Tumblr Architecture – 15 Billion Page Views A Month
February 25, 2012
Fascinating stuff! So interesting that I’ve already read it twice, and have it bookmarked and Instapapered. Such a long, thorough and honest look into the architecture of one of the hottest web startups around isn’t something you see every day.
This sort of article makes me want to leave everything and join Tumblr Engineering.
The numbers are just mind-blowing:
Stats
- 500 million page views a day
- 15B+ page views month
- ~20 engineers
- Peak rate of ~40k requests per second
- 1+ TB/day into Hadoop cluster
- Many TB/day into MySQL/HBase/Redis/Memcache
- Growing at 30% a month
- ~1000 hardware nodes in production
- Billions of page visits per month per engineer
- Posts are about 50GB a day. Follower list updates are about 2.7TB a day.

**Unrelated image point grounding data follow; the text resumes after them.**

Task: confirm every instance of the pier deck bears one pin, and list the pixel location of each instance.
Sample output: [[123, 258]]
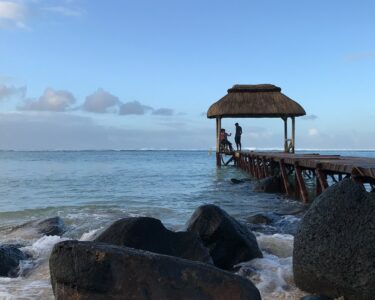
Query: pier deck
[[306, 167]]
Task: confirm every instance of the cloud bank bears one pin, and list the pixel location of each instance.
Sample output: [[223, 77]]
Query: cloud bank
[[51, 100], [7, 92], [134, 108], [100, 102]]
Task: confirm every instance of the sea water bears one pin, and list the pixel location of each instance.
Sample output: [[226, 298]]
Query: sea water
[[91, 189]]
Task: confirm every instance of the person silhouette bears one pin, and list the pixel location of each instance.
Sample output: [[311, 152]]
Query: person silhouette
[[237, 137], [224, 139]]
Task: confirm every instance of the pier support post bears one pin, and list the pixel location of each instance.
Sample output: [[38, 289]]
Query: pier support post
[[284, 176], [293, 133], [285, 134], [322, 178], [301, 183], [218, 128]]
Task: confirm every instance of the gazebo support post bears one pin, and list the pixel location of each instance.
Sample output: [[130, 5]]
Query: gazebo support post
[[218, 155], [293, 133], [285, 134]]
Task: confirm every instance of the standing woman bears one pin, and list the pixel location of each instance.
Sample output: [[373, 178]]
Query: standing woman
[[237, 137]]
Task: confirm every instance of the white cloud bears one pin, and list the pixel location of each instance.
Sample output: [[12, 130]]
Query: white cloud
[[64, 11], [163, 112], [51, 100], [13, 14], [309, 117], [313, 132], [50, 131], [134, 108], [10, 91], [100, 101]]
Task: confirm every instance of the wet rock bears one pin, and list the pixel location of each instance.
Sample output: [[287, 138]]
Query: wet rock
[[334, 252], [229, 241], [89, 270], [236, 181], [269, 185], [37, 228], [51, 226], [10, 257], [150, 234], [260, 219], [316, 297]]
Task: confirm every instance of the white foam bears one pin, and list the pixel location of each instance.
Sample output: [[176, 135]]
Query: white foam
[[89, 236], [277, 244], [43, 246], [273, 276]]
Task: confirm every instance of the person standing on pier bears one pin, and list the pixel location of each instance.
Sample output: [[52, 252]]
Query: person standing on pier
[[224, 139], [237, 137]]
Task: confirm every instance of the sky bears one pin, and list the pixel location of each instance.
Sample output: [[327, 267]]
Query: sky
[[141, 74]]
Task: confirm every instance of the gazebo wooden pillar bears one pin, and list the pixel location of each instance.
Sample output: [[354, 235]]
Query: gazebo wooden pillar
[[218, 128], [289, 143], [256, 101]]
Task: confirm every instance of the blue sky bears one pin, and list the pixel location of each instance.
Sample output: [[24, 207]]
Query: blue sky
[[80, 74]]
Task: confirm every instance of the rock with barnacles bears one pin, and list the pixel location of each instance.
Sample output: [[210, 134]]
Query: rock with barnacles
[[334, 247], [89, 270], [228, 241], [10, 257], [150, 234]]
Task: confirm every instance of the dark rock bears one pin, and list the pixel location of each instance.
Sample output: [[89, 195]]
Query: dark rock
[[51, 226], [260, 219], [269, 185], [316, 297], [229, 241], [89, 270], [334, 247], [150, 234], [10, 257]]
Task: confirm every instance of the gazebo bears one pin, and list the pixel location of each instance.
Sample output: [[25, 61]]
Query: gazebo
[[256, 101]]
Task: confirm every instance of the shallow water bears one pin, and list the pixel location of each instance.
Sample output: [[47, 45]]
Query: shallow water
[[91, 189]]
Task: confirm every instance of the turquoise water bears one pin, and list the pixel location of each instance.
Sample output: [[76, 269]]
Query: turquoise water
[[91, 189]]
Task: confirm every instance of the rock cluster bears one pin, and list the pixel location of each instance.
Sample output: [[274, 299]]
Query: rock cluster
[[138, 258], [334, 248]]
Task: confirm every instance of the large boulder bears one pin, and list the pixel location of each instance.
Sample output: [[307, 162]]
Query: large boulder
[[89, 270], [334, 247], [270, 184], [10, 257], [150, 234], [229, 241]]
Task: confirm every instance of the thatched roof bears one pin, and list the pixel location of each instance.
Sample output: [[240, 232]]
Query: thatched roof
[[255, 101]]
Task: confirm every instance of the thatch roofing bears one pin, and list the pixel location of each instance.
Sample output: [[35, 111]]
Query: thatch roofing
[[255, 101]]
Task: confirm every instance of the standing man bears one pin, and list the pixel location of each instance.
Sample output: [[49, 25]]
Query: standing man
[[237, 137]]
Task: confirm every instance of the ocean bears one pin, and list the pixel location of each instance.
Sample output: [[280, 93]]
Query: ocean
[[91, 189]]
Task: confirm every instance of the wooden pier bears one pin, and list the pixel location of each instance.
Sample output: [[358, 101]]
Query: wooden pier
[[298, 172], [306, 167]]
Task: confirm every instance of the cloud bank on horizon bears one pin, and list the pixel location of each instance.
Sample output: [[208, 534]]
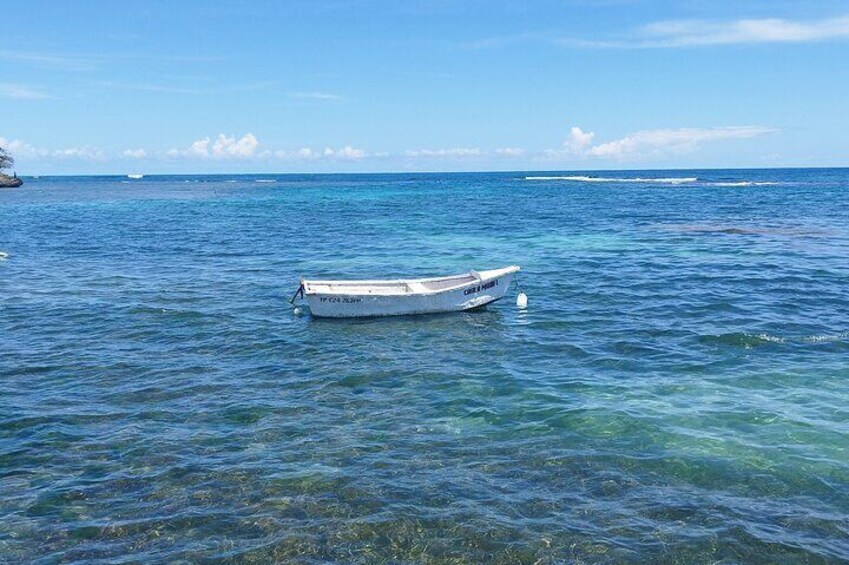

- Dashboard runs at a million writes a second, 50K reads a second, and it is growing.
Also, the partial list of the software they use makes you appreciate the complexity of this system:
Software
- OS X for development, Linux (CentOS, Scientific) in production
- Apache
- PHP, Scala, Ruby
- Redis, HBase, MySQL
- Varnish, HA-Proxy, nginx,
- Memcache, Gearman, Kafka, Kestrel, Finagle
- Thrift, HTTP
- Func – a secure, scriptable remote control framework and API
- Git, Capistrano, Puppet, Jenkins
A must read for any frontend/backend dev. Have I said how fascinating this is?
UPDATE: Following this article, and because of my interest in Scala (thanks to this piece), I created tumblr4s – a Scala library for the Tumblr API.